LEXINGTON, Ky—Presidential historian Richard Norton Smith extolled the moral vision and political accomplishments of Abraham Lincoln in his Kenan Lecture presentation in Haggin Auditorium at Transylvania University on Monday, February 16.
“Abraham Lincoln put principle above popularity and became the greatest communicator and politician ever to inhabit the White House,” Smith told his large and appreciative audience. “He led America through its great passion play, the Civil War. I believe he is the President against whom all others must be measured.”
Smith is a presidential historian and scholar in residence at George Mason University and is known to millions through his roles as the ABC News presidential historian and as a political analyst for PBS. His speech was part of of Transylvania’s celebration of the Abraham Lincoln Bicentennial.
Smith said it was Lincoln’s ability to grow intellectually and morally throughout his lifetime that allowed him to confront the critical moral issue of his time, slavery.
“He came to understand that it was hypocritical for a nation conceived in liberty to keep millions in slavery,” Smith said. Countering the prevailing notion that colonization of African Americans to foreign lands was the solution, “Lincoln concluded that a bi-racial America was possible. He outgrew the racist society that produced him.”
Smith chose his title, “Our Lincoln,” to suggest that many people see themselves in Lincoln’s struggles to rise from an impoverished and uneducated background to realize his dreams and ambitions through hard work and a morality based on human decency.
While acknowledging the criticisms directed at Lincoln’s wife, Lexington native Mary Todd, Smith made the case that she played a pivotal role in her husband’s success. He went so far as to say that without Mary, there would not have been the Abraham Lincoln who went down in history.
“He and Mary formed a political partnership,” Smith said. “If she were alive today, she could be a candidate herself. She saw his potential and encouraged him to run again after his election defeats. It was a turbulent, but sustaining marriage.”

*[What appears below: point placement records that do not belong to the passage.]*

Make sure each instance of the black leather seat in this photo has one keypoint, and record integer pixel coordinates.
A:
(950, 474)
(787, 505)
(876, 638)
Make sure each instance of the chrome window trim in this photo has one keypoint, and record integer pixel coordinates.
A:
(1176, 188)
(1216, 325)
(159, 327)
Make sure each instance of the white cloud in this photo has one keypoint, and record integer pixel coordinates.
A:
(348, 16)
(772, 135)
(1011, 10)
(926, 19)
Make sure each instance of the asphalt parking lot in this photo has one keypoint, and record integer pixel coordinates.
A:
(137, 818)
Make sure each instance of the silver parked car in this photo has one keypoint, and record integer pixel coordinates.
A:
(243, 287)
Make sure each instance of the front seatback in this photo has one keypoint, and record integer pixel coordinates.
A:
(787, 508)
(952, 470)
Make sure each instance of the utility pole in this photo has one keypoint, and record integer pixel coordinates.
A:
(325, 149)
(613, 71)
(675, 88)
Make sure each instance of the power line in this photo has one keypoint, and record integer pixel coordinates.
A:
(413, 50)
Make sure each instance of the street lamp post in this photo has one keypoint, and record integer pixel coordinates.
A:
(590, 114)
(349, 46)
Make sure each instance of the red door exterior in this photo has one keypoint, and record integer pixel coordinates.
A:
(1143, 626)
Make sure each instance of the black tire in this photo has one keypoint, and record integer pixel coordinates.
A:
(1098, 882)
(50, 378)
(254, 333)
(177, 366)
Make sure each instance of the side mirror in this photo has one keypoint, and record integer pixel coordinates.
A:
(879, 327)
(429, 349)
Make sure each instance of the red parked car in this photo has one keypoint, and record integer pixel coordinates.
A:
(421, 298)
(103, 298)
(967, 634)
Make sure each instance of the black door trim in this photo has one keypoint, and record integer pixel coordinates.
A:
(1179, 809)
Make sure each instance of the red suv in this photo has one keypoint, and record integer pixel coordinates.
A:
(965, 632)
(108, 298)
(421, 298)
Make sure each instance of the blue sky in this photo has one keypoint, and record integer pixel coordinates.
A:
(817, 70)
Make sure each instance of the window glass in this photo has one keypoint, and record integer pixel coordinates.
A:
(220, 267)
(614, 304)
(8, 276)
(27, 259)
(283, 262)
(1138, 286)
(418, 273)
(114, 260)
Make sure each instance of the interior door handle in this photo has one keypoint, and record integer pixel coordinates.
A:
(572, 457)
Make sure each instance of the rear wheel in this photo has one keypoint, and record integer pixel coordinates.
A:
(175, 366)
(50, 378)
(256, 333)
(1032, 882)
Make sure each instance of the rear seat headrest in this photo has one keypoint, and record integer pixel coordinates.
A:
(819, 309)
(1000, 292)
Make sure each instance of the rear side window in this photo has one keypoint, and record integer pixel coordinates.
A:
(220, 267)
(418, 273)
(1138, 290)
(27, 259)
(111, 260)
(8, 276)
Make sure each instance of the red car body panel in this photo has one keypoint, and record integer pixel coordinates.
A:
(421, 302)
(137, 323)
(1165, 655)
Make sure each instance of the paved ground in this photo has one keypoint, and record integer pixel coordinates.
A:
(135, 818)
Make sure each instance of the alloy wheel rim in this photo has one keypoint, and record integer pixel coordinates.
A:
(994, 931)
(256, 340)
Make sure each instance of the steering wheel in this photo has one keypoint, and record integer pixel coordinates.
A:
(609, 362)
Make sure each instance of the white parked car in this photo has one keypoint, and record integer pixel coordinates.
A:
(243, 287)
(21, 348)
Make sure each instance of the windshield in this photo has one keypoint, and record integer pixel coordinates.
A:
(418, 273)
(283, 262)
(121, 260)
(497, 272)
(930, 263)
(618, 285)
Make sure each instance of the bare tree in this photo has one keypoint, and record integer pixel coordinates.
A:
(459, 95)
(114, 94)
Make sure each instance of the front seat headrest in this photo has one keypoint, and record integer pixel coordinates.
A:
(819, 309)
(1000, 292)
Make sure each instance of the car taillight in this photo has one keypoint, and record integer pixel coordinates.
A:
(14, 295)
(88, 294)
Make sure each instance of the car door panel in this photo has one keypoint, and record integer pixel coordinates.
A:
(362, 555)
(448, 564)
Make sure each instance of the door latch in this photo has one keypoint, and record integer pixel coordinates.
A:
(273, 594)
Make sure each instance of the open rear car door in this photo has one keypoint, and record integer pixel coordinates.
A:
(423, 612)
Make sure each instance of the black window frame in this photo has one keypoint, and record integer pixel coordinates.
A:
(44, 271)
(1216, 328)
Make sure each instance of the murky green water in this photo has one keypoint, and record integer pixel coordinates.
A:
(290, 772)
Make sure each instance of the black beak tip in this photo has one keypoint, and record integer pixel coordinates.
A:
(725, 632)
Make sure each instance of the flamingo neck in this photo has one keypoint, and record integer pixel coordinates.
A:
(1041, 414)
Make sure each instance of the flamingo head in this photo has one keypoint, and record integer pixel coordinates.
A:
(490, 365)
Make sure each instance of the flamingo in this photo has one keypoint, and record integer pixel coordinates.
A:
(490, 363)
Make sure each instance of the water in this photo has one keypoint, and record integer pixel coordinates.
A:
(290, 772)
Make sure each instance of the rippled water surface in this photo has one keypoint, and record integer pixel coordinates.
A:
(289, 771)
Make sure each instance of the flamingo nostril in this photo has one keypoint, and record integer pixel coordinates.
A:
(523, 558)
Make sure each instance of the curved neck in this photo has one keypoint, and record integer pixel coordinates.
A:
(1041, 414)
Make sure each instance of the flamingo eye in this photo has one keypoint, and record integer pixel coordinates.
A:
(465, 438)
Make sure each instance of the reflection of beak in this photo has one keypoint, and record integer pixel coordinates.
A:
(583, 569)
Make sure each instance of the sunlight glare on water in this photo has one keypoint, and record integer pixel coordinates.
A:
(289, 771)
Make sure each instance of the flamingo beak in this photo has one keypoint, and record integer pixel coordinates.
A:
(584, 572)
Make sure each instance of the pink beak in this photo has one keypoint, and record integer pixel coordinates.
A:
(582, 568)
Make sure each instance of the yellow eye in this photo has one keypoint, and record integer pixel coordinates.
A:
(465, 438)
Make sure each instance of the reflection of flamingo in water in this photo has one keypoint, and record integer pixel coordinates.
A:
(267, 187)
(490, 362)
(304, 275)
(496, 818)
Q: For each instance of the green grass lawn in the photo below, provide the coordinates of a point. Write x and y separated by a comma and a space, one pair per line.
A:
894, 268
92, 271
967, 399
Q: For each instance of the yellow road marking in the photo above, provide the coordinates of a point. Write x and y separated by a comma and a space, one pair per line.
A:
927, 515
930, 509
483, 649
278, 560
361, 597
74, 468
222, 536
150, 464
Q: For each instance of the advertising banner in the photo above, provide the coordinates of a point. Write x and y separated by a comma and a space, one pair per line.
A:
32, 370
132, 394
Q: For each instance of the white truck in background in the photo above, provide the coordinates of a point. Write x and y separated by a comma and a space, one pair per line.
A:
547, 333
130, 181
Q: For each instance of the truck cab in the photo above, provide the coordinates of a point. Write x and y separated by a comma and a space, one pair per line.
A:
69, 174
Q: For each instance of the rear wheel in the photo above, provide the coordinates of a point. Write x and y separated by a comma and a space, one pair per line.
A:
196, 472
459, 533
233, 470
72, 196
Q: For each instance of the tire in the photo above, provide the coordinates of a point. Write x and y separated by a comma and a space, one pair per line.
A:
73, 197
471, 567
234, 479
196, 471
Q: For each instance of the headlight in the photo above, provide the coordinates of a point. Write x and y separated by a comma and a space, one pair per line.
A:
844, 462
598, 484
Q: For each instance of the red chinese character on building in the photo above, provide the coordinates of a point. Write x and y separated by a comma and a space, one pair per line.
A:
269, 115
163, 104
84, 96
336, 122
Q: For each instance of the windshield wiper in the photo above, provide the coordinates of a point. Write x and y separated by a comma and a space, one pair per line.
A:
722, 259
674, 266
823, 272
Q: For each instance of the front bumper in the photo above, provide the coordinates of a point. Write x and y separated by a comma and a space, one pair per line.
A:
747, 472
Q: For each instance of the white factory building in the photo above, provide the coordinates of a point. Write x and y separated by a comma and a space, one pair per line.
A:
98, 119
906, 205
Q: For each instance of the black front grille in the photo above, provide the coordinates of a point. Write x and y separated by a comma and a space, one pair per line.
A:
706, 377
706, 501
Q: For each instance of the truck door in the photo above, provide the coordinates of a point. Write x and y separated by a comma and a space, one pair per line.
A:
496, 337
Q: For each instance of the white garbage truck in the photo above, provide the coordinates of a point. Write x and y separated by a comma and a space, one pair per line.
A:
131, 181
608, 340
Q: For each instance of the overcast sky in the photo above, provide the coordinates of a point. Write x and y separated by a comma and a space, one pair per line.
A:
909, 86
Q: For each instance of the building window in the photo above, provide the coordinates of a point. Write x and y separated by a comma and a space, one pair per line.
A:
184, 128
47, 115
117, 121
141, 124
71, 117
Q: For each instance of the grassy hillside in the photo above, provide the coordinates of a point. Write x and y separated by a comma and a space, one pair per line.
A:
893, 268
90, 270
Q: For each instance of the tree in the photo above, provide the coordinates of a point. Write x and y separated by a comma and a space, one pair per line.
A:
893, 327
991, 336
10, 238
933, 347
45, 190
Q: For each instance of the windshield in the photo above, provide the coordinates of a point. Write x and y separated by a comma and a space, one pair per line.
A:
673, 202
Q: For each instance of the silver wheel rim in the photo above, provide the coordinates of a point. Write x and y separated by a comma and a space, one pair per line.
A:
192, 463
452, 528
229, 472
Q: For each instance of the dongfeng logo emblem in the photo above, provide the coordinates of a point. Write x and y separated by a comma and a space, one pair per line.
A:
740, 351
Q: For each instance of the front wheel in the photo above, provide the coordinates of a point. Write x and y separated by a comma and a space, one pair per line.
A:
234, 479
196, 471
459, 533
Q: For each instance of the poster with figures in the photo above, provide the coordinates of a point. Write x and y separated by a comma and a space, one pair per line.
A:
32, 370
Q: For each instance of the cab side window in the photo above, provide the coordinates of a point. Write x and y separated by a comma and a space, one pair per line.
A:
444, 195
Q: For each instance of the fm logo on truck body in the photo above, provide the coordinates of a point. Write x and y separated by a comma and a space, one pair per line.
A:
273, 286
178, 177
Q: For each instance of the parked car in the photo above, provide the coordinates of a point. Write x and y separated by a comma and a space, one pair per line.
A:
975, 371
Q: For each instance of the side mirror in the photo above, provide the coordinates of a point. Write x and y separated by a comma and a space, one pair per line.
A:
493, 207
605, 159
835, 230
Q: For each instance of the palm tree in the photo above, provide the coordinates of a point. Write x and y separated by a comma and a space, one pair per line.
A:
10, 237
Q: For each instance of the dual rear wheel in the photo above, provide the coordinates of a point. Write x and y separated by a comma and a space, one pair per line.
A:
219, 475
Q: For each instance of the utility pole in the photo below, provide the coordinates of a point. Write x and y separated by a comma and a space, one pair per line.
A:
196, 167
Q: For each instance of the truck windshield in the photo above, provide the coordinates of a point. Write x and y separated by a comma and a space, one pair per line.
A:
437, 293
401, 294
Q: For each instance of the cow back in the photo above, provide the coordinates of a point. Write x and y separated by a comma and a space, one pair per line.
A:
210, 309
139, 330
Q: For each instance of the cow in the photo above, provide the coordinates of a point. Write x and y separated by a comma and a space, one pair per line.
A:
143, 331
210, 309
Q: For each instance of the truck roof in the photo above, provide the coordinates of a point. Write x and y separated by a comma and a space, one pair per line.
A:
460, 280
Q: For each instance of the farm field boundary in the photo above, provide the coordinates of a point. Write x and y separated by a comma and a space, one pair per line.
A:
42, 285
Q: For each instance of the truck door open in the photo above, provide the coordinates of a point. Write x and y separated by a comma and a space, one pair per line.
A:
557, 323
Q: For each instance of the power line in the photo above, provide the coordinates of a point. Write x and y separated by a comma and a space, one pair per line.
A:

In spite of the overwhelming volume of Lincoln scholarship, Smith believes the search for the “real” Lincoln continues to this day.
“In a sense, Lincoln is someone every generation discovers for itself,” Smith said. “I don’t think we can ever know too much about Abraham Lincoln.”
A prolific writer, Smith was a finalist for the 1983 Pulitzer Prize for his book, Thomas E. Dewey and His Times. He has served as director of presidential libraries and museums dedicated to Herbert Hoover, Dwight D. Eisenhower, Ronald Reagan, and Gerald Ford. In 2003, he was named founding director of the Abraham Lincoln Presidential Library and Museum in Springfield, Ill., and executive director of the Abraham Lincoln Presidential Library Foundation. He is a graduate of Harvard University with a degree in government.
The Kenan Lecture at Transylvania is funded by a grant from the William R. Kenan Jr. Charitable Trust. Among noted previous speakers in the series are Elie Wiesel, Eric Sevareid, Kurt Vonnegut, Joyce Carol Oates, John Updike, and Beverly Sills.